A GUIDE TO EZRA POUND: 1885-1920

With Special Emphasis on his Poetic Theory and Practice

lan Christie Clark Master’s Thesis

April, 1958

 

In his discussions of individual poets, Pound deals at length with technical considerations; their skill in rhymes, their use of onomatopoeia, and their skill in blending sound with meaning. Arnaut Daniel particularly intrigued Pound. A poet who wrote in a decadent era, when chivalric song had lost its vitality, Daniel responded to the challenge by experimenting with and developing new techniques, until he earned the name given him by Dante, “il miglior fabbro” (Purgatorio, XXVI, 117).

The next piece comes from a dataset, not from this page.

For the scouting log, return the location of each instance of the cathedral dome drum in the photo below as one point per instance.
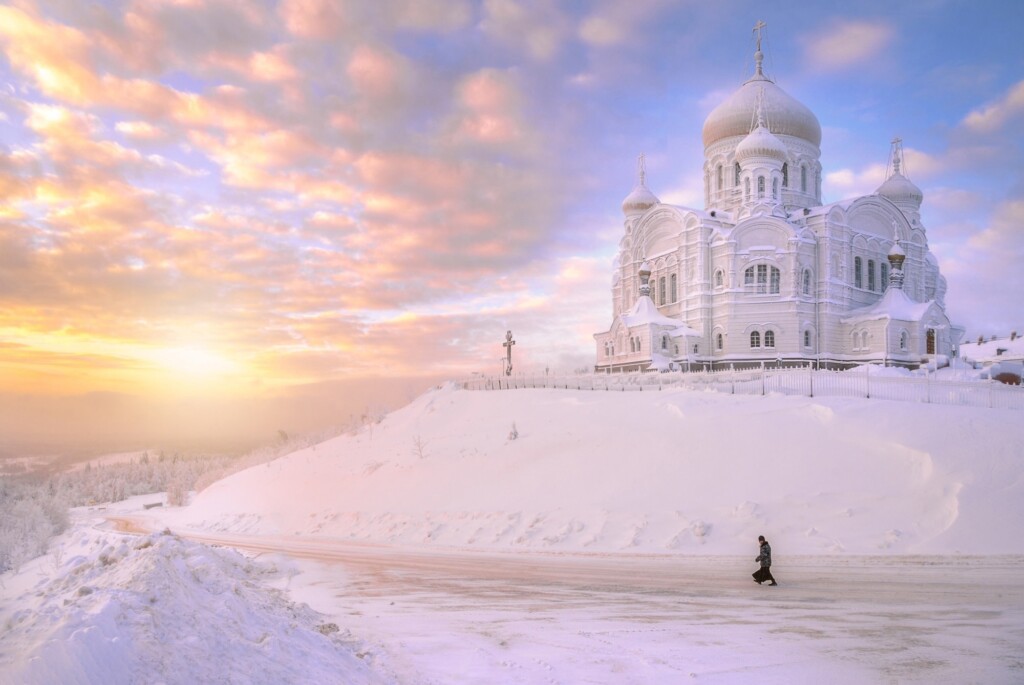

Daniel’s record is impressive, for he foresaw the sonnet; in “Sol Sui” he experimented with a form of blank verse; he invented the sestina; he employed “rima equivocas” (rhyming of words of equivalent sound but different meaning) (Casper, p. 203). In his poetry as songs, he built large musical structures, often rhyming from stanza to stanza, rather than within a given stanza. Most importantly, it was Daniel who taught Pound to use the musical phrase as a rhythmic sequence, and thus indicated one mode of escape from the iambic tyranny of standard English verse. Such were the practical lessons Pound was learning from his studies, and attempting to demonstrate in his own writing. We have only to compare Pound’s early efforts to write in the manner of Provence with his later attempts when his technical virtuosity was proven, and he had learnt the value of the chiseled phrase, to see how in fact Pound became an Arnaut Daniel for his own time, and earned the dedication of Eliot’s “Waste Land”.